COTIDIANO EXÓTICO
Valéria Nogueira Eik
 
 

O cocho, ao relento, estava abandonado há muito tempo.

Dentro dele, havia um colchão de crina, velho e apodrecido por inúmeras estações.

E um resto de tinta vermelha ainda podia ser visto em algumas partes deste berço improvisado.

A noite caiu rapidamente sobre a minha solidão, trazendo o medo como companhia, neste pesadelo sem fim.

Não vi estrelas.

Nem vi a lua.

Enxergava apenas o breu desta imagem abstrata, pintada em preto e ruídos.

Os barulhos transformaram-se em resmungos e roncos da velha noite, irritada com a própria insônia.

E eu, num transe hediondo, flutuei até o colchão e adormeci, sem saber para onde iria, neste sono induzido pelo pavor.

Sonhei com crianças felizes, salários atraentes, casas brancas e confortáveis, um trânsito pacífico, e uma escabrosa e inquietante harmonia.

Acordei sobressaltada, mas, a noite ressonava tranqüila sobre mim, e seu hálito fresco enxugou os meus suores e me acalentou.

E quando a claridade do dia desabou sobre o meu rosto, cara a cara, apalpei um resto de sonho, grande e escuro, repleto de ratos.

Teriam sido paridos pela noite, a mesma noite sob a qual eu estivera deitada por longo tempo?

Corri, horrorizada, com os ratos em meu encalço.

E eles riam e gargalhavam, dando pulos ritmados, num batuque agressivo e forte, quase alcançando o meu coração arquejante.

Tropecei em coisa nenhuma e caí num espaço totalmente branco, sem forma, sem ar, sem horizonte.

E lentamente, voltei à vida.

Meu quarto se encontra na penumbra de um amanhecer indeciso.

Os móveis estão com um semblante ainda sobrenatural, rostos estranhos, cheios de olhos parados e bocas arreganhadas.

Monstros que se mantém calados, esperando a hora da metamorfose, como lobisomens, que aos primeiros raios do sol, voltam a ser homens.

E, quando o sol apareceu, dando batidas vigorosas em minha janela, tudo se transformou rapidamente.

A noite se converteu em dia, e a loucura fingiu sanidade.

Um banho, roupas limpas e um gole de café.

A porta abre-se para um novo dia.

Vou ao encontro do cotidiano.

Trânsito violento, barrigas com fome, doenças nas filas, medo nos olhos, grades nas janelas, e a ignorância solta pelas ruas.

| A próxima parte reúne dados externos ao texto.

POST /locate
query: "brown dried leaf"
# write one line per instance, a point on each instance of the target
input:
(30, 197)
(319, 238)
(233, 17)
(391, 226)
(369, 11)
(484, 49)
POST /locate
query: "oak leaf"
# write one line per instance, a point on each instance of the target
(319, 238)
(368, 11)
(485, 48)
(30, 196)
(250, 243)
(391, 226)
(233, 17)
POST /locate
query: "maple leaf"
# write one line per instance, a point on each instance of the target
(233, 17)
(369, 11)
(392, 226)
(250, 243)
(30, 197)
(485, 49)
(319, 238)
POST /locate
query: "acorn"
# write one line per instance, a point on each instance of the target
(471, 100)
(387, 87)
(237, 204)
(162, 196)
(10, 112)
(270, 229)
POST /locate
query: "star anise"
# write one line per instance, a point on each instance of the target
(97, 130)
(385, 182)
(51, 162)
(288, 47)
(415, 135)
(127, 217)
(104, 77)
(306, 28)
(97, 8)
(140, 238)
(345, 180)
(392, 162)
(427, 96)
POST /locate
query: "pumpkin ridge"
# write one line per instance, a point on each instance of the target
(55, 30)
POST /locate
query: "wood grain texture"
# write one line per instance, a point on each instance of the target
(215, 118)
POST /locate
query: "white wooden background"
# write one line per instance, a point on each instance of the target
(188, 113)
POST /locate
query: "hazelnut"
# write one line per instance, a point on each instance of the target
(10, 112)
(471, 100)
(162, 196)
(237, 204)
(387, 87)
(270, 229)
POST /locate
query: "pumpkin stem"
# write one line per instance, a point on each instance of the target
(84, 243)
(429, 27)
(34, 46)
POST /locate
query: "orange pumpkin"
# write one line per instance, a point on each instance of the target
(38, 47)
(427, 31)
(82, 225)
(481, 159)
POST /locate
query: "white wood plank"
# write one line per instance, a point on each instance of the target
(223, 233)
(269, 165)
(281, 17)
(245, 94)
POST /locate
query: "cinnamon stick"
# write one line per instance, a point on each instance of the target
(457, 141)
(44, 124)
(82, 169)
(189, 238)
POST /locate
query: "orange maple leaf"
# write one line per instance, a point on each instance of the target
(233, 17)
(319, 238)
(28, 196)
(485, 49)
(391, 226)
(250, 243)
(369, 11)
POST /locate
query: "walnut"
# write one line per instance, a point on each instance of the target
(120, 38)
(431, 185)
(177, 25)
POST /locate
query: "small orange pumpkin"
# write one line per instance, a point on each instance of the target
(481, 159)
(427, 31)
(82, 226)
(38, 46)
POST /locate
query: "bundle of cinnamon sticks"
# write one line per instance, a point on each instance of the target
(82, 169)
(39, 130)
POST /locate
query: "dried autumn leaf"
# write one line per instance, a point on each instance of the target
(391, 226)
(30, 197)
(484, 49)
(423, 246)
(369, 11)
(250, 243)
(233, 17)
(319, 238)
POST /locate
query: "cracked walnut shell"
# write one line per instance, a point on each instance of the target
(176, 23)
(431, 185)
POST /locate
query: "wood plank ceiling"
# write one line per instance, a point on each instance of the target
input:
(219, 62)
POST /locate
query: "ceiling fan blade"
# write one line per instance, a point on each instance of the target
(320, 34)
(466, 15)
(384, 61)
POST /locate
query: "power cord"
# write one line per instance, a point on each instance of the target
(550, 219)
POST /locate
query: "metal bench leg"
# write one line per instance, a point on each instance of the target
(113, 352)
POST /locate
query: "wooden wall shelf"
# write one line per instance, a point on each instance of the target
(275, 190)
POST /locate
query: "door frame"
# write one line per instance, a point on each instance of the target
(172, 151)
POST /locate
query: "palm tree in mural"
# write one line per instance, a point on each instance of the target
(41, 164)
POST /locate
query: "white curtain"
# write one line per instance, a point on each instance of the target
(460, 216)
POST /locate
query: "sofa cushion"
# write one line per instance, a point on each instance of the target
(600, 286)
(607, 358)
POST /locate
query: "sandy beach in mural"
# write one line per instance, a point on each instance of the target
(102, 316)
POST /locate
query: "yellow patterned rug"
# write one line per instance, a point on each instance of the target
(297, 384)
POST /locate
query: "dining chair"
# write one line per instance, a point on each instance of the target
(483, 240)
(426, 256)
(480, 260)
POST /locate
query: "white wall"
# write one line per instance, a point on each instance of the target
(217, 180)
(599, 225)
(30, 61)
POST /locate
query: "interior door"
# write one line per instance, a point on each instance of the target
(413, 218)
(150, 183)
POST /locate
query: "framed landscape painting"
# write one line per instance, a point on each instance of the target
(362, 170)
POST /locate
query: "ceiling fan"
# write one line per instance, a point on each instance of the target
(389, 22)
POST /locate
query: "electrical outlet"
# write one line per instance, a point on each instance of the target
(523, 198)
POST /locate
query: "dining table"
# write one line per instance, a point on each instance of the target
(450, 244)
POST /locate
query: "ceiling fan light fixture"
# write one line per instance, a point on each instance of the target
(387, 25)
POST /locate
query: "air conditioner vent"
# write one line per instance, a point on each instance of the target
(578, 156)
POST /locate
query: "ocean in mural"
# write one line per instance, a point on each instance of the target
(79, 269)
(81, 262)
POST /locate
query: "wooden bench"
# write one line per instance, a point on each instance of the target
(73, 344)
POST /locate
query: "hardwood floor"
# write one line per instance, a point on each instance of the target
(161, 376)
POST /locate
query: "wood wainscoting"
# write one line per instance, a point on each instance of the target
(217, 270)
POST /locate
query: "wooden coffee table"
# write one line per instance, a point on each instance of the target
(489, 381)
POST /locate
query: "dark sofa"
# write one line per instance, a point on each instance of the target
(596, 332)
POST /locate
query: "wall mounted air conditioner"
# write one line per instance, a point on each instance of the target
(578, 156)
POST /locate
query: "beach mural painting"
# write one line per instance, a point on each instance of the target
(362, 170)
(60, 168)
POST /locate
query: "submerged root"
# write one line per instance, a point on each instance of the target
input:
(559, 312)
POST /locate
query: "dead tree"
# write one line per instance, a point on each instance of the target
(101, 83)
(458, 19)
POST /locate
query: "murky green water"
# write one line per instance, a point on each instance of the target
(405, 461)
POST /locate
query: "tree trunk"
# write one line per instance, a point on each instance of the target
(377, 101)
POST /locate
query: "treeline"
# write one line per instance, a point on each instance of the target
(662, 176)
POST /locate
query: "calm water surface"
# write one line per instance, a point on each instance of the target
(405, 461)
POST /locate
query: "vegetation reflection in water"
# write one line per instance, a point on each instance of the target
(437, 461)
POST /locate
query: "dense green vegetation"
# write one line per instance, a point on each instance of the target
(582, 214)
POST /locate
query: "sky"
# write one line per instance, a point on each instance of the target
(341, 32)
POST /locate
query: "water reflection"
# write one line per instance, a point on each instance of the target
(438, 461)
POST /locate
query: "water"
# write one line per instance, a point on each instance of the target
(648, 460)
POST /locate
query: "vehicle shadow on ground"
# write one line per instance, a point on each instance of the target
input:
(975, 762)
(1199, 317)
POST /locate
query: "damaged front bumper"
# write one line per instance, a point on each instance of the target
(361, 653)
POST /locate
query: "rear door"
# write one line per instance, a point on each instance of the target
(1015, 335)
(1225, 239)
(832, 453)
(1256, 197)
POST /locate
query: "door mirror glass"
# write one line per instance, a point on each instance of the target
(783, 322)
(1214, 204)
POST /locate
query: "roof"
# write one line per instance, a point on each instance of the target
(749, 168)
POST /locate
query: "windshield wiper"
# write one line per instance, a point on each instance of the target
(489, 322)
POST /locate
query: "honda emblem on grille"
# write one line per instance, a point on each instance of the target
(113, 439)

Somente extravagâncias de uma realidade conhecida e exótica.

Insanidades absolutamente aceitas e compreensíveis.

E neste contexto absurdo, onde o real se mistura ao imaginário, sou apenas um soldado, lutando desesperadamente pelo direito de voltar para casa ao final de cada dia.

Sou um ser (humano?) esperando ansiosamente por mais uma tranqüila e cálida noite de demência e pesadelos.